Besides helping the local business get by you might be wondering how else buying local can actually help your community. First of all we have to look at the products themselves. When we buy from the grocery store, particularly foods like meat and produce what exactly are we getting? It turns out that 99% of the meat, poultry and seafood at a super market is actually from concentrated animal feeding operations or farming operations in the sea. The animals are treated pretty poorly and by the time the food hits your plate it’s been washed and sprayed with so many chemicals it’s hard to believe it’s even legal to serve it. The nutrient quality is also significantly lessened, with the different between grass-fed beef (locally raised, provided by butchers and markets) and grain-fed beef (supermarket quality) comparable to a homemade meal and a Big Mac Combo at McDonald’s.

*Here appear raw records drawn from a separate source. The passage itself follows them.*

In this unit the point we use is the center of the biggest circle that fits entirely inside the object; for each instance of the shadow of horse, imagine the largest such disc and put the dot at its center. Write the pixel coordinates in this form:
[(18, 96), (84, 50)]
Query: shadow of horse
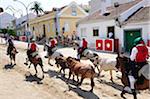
[(83, 93), (9, 66), (114, 85), (62, 77), (33, 78)]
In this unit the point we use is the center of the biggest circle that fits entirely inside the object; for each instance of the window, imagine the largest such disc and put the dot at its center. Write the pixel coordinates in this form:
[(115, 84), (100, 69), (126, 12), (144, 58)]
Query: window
[(95, 31), (53, 25), (83, 32), (74, 10), (67, 28), (33, 28), (48, 27)]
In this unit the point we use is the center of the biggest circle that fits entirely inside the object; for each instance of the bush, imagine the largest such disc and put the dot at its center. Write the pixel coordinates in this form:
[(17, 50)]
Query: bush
[(9, 31)]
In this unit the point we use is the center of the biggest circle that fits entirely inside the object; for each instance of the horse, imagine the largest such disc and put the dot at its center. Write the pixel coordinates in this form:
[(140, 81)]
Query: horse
[(51, 53), (12, 54), (122, 64), (37, 60), (79, 69), (62, 63), (105, 64)]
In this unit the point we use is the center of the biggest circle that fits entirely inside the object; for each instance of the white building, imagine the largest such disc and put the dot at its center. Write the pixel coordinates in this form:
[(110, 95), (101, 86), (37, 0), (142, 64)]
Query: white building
[(100, 4), (6, 20), (133, 17), (20, 24)]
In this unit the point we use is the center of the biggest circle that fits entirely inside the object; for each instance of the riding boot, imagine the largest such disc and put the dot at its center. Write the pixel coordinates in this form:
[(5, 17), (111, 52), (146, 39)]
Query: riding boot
[(134, 93)]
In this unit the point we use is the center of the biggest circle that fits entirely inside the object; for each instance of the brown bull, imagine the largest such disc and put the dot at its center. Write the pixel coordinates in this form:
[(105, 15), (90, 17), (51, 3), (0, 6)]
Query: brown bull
[(80, 69)]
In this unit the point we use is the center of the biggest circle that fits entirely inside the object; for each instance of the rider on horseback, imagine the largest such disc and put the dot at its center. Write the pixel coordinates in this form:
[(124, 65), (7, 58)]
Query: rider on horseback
[(33, 48), (138, 57), (51, 47), (10, 46), (83, 46)]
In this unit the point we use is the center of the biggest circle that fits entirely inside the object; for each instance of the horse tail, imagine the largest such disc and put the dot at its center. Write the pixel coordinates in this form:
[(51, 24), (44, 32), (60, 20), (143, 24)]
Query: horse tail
[(40, 62)]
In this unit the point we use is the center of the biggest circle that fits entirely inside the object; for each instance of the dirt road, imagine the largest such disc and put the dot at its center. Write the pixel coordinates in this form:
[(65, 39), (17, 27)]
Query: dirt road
[(14, 85)]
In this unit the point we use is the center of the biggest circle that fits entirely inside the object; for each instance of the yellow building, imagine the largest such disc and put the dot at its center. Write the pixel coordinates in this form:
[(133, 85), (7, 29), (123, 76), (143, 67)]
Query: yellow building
[(58, 21)]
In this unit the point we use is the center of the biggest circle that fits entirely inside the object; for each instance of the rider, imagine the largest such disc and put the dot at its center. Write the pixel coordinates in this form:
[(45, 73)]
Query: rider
[(138, 57), (33, 48), (52, 45), (10, 46), (83, 46)]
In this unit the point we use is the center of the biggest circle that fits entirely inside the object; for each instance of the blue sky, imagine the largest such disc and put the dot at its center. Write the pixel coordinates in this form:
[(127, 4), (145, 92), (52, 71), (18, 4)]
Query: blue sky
[(46, 4)]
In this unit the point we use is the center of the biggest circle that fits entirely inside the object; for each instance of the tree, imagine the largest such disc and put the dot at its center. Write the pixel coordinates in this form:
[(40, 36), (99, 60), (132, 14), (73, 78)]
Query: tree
[(37, 8)]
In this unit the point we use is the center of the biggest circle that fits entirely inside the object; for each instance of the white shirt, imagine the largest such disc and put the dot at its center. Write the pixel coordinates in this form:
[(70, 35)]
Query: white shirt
[(134, 52)]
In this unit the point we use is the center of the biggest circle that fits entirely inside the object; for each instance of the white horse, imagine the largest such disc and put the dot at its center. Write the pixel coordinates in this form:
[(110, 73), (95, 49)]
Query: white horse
[(104, 63)]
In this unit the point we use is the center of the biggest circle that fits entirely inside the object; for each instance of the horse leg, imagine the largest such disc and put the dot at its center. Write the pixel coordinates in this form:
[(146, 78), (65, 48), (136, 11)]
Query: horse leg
[(60, 70), (111, 76), (30, 65), (35, 69), (10, 60), (49, 61), (98, 71), (122, 93), (92, 84), (69, 75), (14, 58), (64, 72), (79, 84)]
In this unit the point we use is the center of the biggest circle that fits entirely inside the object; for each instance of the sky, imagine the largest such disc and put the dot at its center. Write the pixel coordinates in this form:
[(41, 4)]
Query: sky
[(47, 5)]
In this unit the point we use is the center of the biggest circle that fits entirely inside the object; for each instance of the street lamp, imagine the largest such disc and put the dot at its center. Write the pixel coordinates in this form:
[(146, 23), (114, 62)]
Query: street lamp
[(26, 7), (11, 8)]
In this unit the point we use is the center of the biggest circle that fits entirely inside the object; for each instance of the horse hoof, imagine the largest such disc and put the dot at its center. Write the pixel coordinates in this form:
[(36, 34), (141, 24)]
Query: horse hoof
[(50, 64), (26, 63), (91, 90), (122, 93)]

Produce isn’t much better, with most products being so old and dead that their nutrient quality is incredibly questionable. Being exposed to bright, super market lights and open air really lowers the quality of the food, most times being nearly rotten by the time you take it home.

Outside of losing food quality and the ethical concerns of how the animals were treated we also have to ask how the environment is being affected by these big chain operations. Concentrated animal feeding operations created thousands of tonnes of manure every year, a good portion of which seeps into the soil and ultimately into our water supplies. Many other toxins such as chemicals and pesticides are used in large operations, all of which affects the ecosystem. On the other hand when local farms are built, the soil can actually absorb much of the carbon in the air, restoring balance and proper oxygen levels in the air.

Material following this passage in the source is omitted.